I don’t want to be the skinny little thing I was when I first got married. I just want to be healthy (and toned, which will come from getting regular exercise).
The first thing I have to change is my snacking habit. Give me a big ole’ bowl of ice cream or 2 to 3 slices of cheesecake or a half dozen cookies and I’m in heaven. But you know what? These are about the least healthiest foods I can snack on.
Today I took the leap and threw out all my sugary snacks, crackers and bread. Those are my downfall foods. I didn’t have to worry about giving up soda since I did that years ago.
Here is what I fixed for an afternoon snack:
It’s two large, fresh strawberries sliced with 2 tablespoons of cream cheese ( I softened and whipped it some) and a small handfull of nuts. DELICIOUS. Tasted like cheesecake! YUM!
Another thing I did was replace my large bowls and plates with smaller ones for better portion control. My old ones were a 28 ounce size–way to deep for the portion size I should be eating.
These are Corelle brand. I’ve had this brand of dishes for everyday use for over 30 years now and they old up well. The new size I ordered is a 10 ounce dessert bowl. Of course they come in lots of patterns and colors besides white ;p .
According to the Dietary Guidelines for Americans (source), people over 50 should choose foods from the following groups:
Fruits—1½ to 2½ cups
Basically 16 grapes or a small peach.
Vegetables—2 to 3½ cups
Spread them throughout the day
Grains—5 to 10 ounces
A half cup of cooked rice or pasta, slice of whole grain bread.
Protein foods—5 to 7 ounces
Fish, poultry, lean meat, one egg or one fourth cup of cooked beans. Nusts, seeds and peanut butter are also proteins.
Dairy foods—3 cups of fat-free or low-fat milk
One cup of plain yogurt or 1½ ounces of cheese
Oils—5 to 8 teaspoons
Olives, nuts, and avocados are rich in good for you oils.
Hmmm don’t see sugary snacks on the list. 🙂
Now that I know what I should be having I need to figure out some good snacks that won’t get boring quickly.
Here are some suggestions I found:
- 5 Desserts under 150 Calories from Women’s Health, gives you ideas like Chocolate Pretzel Turtles and Cherry Grape Granata.
- 1 stick of Sargento Natural String Cheese along with 1/2 cup blueberries or any berry in season. This creamy cheese is packed with protein and calcium while the berries are loaded with antioxidants without adding sugary calories.
- Make yourself a healthy smoothie if you’re craving something sweet. Blend together 1 frozen banana, 1 cup frozen spinach, plain Greek yogurt and unsweetened almond milk. The sweetness comes from the banana. The spinach is filled with fiber while the yogurt adds protein.
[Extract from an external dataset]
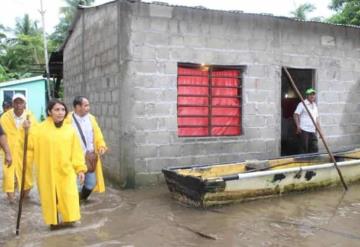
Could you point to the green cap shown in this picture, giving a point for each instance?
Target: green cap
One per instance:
(310, 91)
- A handful of nuts, baby carrots and hummus are a great healthy snack. Nuts are a healthy fat but are loaded with calories so only a small handful is should be eaten.
*I sometimes recommend and endorse products that I am an affiliate for. When you click on these links and purchase something I may recieve a referral commission. Don’t worry, you won’t pay a higher price, and in some cases may even receive a discount through my link.
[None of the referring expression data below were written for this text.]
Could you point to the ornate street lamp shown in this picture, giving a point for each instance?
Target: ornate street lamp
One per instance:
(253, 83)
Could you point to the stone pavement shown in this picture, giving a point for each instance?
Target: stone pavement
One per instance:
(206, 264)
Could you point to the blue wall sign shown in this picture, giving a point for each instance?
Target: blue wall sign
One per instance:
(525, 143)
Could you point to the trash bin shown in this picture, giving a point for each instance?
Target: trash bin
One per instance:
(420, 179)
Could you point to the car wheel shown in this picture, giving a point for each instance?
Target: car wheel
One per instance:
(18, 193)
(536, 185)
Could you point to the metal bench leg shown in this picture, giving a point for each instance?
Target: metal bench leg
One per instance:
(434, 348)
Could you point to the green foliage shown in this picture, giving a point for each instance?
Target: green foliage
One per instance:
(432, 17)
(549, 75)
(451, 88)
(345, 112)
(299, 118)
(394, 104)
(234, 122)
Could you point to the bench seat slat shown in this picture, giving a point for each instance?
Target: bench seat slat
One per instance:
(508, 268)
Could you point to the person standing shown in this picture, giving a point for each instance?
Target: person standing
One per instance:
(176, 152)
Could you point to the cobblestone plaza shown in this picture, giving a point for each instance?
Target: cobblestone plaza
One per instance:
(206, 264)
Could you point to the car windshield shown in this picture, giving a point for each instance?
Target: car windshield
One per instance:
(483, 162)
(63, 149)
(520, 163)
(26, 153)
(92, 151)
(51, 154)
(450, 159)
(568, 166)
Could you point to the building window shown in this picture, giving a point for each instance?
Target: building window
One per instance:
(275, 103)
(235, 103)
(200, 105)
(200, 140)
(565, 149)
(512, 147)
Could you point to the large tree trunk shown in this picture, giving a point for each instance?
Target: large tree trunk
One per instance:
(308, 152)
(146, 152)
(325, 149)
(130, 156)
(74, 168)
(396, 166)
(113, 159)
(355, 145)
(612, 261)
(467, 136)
No matter what the reason is you want to lose weight, figuring out what the emotional cause for indulging is an important part of the process. There are a lot of fun ways to include snacks in your day that don’t involve sugar, salt and processed foods.
What’s your favorite healthy snack? Let me know in the comments below.
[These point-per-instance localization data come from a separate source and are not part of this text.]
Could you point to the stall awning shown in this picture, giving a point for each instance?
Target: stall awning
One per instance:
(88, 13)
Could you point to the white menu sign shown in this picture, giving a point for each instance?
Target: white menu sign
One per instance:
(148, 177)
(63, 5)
P.S. Staying motivated to be healthy is a full-time job in itself. Connecting with friends can help you stay the course. One good way to get encouragement is to join my Facebook group.
Thanks, this is great. I love fruit and milk, cream cheese and some nuts. I love almost all cheeses. And your photos are great.
Thank you. I don’t think you can go wrong with cheese. I love it!
I just had wheat pita bread with hummus for my snack today. I also like cheese sticks, carrots with fat free ranch dressing, celery with peanut butter, fruit, and smoothies. By the way, we have the same bowls, just with a different design.
These are all great snacks. Celery with peanut butter is a favorite of mine, especially in the winter.